# So say you have a Civil PE & you took the



## Road Guy (Aug 2, 2006)

If you actually did some retaining wall design, would you "technically" be able to stamp a retaining wall plan? Say for a parking lot, or similar size retaining wall structure?

We were talking about this at work recently. Our "bridge guy" doesnt have any retaining wall expereince, so he doesnt want to stamp the retaining wall plans, but he is the only "structural engineer" in our office that has a "Structural PE" These walls are huge, some are 50 ft tall. (different from the example above)

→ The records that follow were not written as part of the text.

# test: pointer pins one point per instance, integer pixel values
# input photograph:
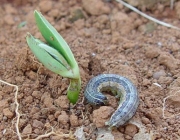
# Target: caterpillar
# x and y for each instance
(121, 87)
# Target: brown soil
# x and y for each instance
(105, 37)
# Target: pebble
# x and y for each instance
(168, 60)
(8, 19)
(158, 74)
(101, 115)
(62, 102)
(7, 113)
(74, 120)
(131, 130)
(95, 7)
(37, 124)
(27, 130)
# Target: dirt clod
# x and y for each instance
(105, 37)
(101, 115)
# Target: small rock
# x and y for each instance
(101, 115)
(8, 19)
(37, 124)
(27, 130)
(151, 52)
(168, 60)
(131, 130)
(118, 135)
(158, 74)
(10, 10)
(177, 8)
(74, 120)
(29, 99)
(62, 102)
(3, 104)
(47, 100)
(7, 113)
(32, 75)
(145, 120)
(95, 7)
(37, 94)
(63, 118)
(45, 5)
(174, 100)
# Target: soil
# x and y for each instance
(105, 37)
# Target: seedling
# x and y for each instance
(55, 55)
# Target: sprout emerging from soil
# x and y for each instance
(56, 55)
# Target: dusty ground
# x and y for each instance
(106, 38)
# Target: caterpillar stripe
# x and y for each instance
(121, 87)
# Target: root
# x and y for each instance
(164, 105)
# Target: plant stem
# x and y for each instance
(73, 90)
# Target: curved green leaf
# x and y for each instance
(49, 57)
(55, 40)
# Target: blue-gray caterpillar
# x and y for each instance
(121, 87)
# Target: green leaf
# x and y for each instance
(55, 40)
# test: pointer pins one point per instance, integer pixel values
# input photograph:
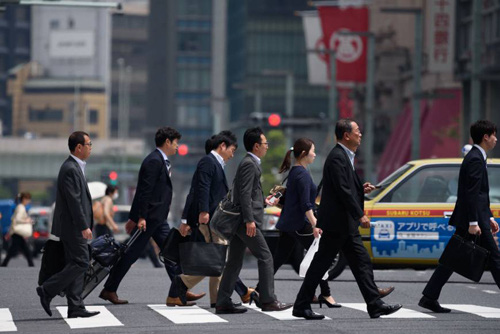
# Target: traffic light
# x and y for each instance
(183, 149)
(274, 120)
(113, 178)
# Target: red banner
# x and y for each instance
(350, 49)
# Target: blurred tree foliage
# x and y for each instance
(273, 159)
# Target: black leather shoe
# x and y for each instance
(376, 311)
(229, 310)
(432, 305)
(181, 289)
(44, 300)
(82, 314)
(307, 314)
(384, 292)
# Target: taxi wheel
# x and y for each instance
(337, 267)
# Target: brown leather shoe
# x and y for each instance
(384, 292)
(245, 299)
(190, 297)
(112, 297)
(275, 306)
(171, 301)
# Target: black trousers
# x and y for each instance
(70, 279)
(442, 274)
(18, 243)
(359, 262)
(157, 231)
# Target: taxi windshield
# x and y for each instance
(388, 181)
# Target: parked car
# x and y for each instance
(409, 215)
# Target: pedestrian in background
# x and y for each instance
(20, 230)
(472, 214)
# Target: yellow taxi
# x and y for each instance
(410, 210)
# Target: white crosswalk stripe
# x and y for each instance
(187, 314)
(482, 311)
(280, 315)
(403, 313)
(104, 319)
(6, 321)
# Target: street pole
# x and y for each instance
(332, 95)
(475, 89)
(417, 72)
(369, 108)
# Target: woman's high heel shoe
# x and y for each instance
(322, 300)
(254, 297)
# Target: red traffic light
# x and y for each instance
(183, 149)
(274, 120)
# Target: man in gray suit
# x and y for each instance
(73, 220)
(248, 194)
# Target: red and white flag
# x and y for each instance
(350, 50)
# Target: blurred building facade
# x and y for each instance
(15, 49)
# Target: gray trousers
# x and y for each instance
(260, 250)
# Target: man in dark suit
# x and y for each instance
(149, 209)
(248, 194)
(73, 222)
(340, 213)
(208, 188)
(472, 214)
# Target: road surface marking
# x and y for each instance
(186, 314)
(280, 315)
(104, 319)
(403, 313)
(482, 311)
(6, 321)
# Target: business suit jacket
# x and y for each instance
(208, 188)
(73, 211)
(248, 191)
(342, 200)
(153, 195)
(473, 202)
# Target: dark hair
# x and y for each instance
(166, 133)
(77, 137)
(110, 189)
(21, 196)
(481, 128)
(342, 126)
(300, 149)
(252, 137)
(226, 137)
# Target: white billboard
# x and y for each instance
(71, 44)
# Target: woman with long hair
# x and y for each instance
(297, 222)
(20, 230)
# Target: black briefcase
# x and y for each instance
(465, 257)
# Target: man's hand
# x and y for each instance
(129, 226)
(203, 217)
(141, 225)
(365, 221)
(494, 226)
(317, 232)
(184, 229)
(368, 187)
(474, 229)
(87, 234)
(251, 229)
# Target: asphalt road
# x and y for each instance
(476, 306)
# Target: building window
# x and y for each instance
(45, 115)
(93, 116)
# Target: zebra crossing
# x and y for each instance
(199, 315)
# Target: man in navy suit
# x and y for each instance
(208, 188)
(472, 214)
(149, 209)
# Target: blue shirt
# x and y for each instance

but this got me thinking, if you are taking the PM section in Civil, and if you do some work in the AM sections, do you feel comfortable "stamping" that type of work? is the thought, well there was a retaining wall footing design question on the PE, so therefore, I am qualified to stamp retaining wall plans?

Does this make any sense?

I guess what I am getting at is if you pass the PE, do you feel you should be able to stamp any work that is similar to the AM section?


----------



## petergibbons (Aug 2, 2006)

It is the PE's decision to stamp the plans or not because he is ultimately liable. If he is uncomfortable stamping plans then he definetly shouldn't do it. Management (in a perfect world; we are talking about management here) should see to it that he gets the education and training he needs in order to feel comfortable about it.


----------